Następnego dnia cała ekipa została zaproszona na polski koncert do pobliskiego domu kultury. - Zakładaliśmy, że potrwa to jakiś kwadrans i usłyszymy dwie piosenki w stylu „Wlazł kotek” - uśmiecha się pan Maciek. - Tymczasem czekał nas prawie dwugodzinny program, cały w języku polskim, z kilkudziesięcioma wykonawcami i tancerzami, od małych dzieci do studentów. Mieszkam w Toruniu, na granicy Pomorza i Kujaw, kiedy więc zobaczyłem, jak 12 par tańczy ponad 8 tys. km od Polski kujawiaka, coś chwyciło mnie mocniej za serce. I chociaż na co dzień słucham zupełnie innej muzyki, to wspólnie z nimi śpiewałem „Stokrotkę” czy „Serce w plecaku” - wspomina.

Sto osób dziennie

Kolejny dzień rozpoczęli od wizyty na polskim cmentarzu, potem przyjazd do polskiej szkoły i pierwsza grupa pacjentów. Szybko ustawili ławki, wypakowali sprzęt i przeszmuglowane okulary z kartonów po butach i... wzięli się do roboty. - W tym roku zaaranżowaliśmy dwa stanowiska i dzięki temu przebadaliśmy prawie setkę osób dziennie. Wieczorem jakiś poczęstunek, obowiązkowa degustacja lokalnych spirytualiów (często produkowanych bez pełnego nadzoru Federacji Rosyjskiej), rozkładanie śpiworów, a rano dalej w drogę - opowiada Maciej Karczewski. Tak badali przez dwa dni w Abakanie, potem w Szuszynskoje, kolejne dni w Minusinsku, aż w końcu w Znamience. Tam spędzili trzy dni, badając nie tylko Polaków, ale także Rosjan, Ukraińców, Chakasów, Buriatów i każdego, kto tego potrzebował.

Królowie polscy i... Putin

W szkole w Znamience na cele diagnostyczno-mieszkalne zaanektowali salę do nauki historii i języka polskiego. - Naszej pracy ze ściennej tablicy przyglądał się cały poczet królów polskich Matejki, a z drugiej gazetki – czujne oko samego Władimira Władimirowicza – dodaje pan Maciek. Za szkolnym oknem śnieg i masywy gór Sajanu Zachodniego skąpane w słońcu, a oni prawie jak w domu, badają całe polskie rodziny. Wyprawa zakończyła się szczęśliwie, zbadali ponad 520 osób, w wieku od 5 do 91 lat, wydali ponad 840 par zabranych z Polski okularów, a resztę oddali księdzu proboszczowi polskiej parafii w Abakanie, aby w miarę potrzeb rozdawał je swoim parafianom.

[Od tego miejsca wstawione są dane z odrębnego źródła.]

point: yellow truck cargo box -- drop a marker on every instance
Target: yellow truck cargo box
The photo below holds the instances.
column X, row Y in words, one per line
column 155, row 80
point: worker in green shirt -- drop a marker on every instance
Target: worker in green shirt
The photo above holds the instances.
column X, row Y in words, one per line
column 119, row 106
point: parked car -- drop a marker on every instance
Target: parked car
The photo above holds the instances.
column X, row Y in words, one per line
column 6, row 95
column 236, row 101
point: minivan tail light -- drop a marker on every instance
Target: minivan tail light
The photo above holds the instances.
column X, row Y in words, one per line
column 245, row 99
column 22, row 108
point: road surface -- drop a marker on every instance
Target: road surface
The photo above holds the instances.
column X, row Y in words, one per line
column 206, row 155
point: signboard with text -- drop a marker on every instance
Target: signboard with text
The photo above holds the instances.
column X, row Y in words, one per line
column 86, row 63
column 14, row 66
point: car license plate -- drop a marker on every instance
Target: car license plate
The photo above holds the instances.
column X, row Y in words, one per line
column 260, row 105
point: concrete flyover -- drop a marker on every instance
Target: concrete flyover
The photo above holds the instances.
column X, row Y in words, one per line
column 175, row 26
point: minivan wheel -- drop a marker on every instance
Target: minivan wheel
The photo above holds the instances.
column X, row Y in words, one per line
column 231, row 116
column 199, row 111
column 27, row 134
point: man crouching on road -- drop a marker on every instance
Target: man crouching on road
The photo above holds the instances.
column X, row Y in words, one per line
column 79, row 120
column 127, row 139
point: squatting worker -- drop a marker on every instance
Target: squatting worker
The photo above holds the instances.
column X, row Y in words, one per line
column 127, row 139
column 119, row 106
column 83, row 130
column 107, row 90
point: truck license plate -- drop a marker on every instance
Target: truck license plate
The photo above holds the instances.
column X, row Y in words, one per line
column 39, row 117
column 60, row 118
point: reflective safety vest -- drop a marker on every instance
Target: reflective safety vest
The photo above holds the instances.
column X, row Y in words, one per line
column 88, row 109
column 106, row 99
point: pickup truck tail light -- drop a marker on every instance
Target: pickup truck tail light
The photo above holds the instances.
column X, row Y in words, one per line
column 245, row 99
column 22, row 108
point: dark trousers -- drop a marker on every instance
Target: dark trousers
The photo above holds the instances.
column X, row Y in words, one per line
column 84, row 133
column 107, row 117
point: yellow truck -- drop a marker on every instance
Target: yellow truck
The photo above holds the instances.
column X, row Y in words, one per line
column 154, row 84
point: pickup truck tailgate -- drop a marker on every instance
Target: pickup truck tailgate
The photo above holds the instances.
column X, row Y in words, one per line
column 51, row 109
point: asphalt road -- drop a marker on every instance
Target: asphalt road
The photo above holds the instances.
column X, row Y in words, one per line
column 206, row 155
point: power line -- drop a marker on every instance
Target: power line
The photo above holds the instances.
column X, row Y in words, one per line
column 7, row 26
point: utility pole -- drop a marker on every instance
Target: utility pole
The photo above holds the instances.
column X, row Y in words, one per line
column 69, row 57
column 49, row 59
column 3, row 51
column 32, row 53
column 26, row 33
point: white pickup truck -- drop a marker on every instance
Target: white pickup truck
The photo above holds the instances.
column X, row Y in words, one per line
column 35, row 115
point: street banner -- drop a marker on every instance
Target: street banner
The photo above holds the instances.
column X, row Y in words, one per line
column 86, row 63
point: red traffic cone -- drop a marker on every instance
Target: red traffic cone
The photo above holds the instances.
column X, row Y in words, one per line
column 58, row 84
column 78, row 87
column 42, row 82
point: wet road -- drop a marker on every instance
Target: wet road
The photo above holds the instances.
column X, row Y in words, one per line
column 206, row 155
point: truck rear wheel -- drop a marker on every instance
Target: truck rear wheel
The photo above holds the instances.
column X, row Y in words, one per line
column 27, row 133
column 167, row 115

Plac Czerwony na do widzenia

Ostatniego dnia, już bez badań, cała grupą pojechali zobaczyć największą w Rosji zaporę i elektrownię wodną na Jeniseju. Niesamowite wrażenie siły i potęgi ogromnej rzeki, zamkniętej murem betonu wysokim na 230 metrów. Następnego dnia rano, opuścili Krasnojarski Kraj, by dotrzeć do Moskwy. - Poszliśmy zaliczyć Plac Czerwony, trzasnęliśmy sobie fotkę z Leninem i kremlowskimi kurantami, a na stacji metra zjedliśmy pożegnalny obiad za ostatnie ruble. Mam nadzieję, że mimo gotującej się Ukrainy, podziałów i obaw, za rok znowu spakujemy w podróżne torby okulary, trochę ciepłej odzieży i wrócimy do cudownej i tajemniczej tajgi - mówi z nutką nostalgii pan Maciek.

Wyprawa jak rekolekcje

- Myślę, że taki wyjazd jest potrzebny każdemu, nie tylko jako egzotyczna przygoda. Dla mnie był też formą pewnego „zadośćuczynienia” za możliwość dostatniego i spełnionego życia, jak to nasze w Polsce, w porównaniu z rodakami na wschodzie. Tylko na Syberii, na tle ogromu przestrzeni i potęgi natury, można zdać sobie sprawę z tego, czym jest ojczyzna i co w życiu jest naprawdę ważne - wyznaje bez patosu Maciej Karczewski.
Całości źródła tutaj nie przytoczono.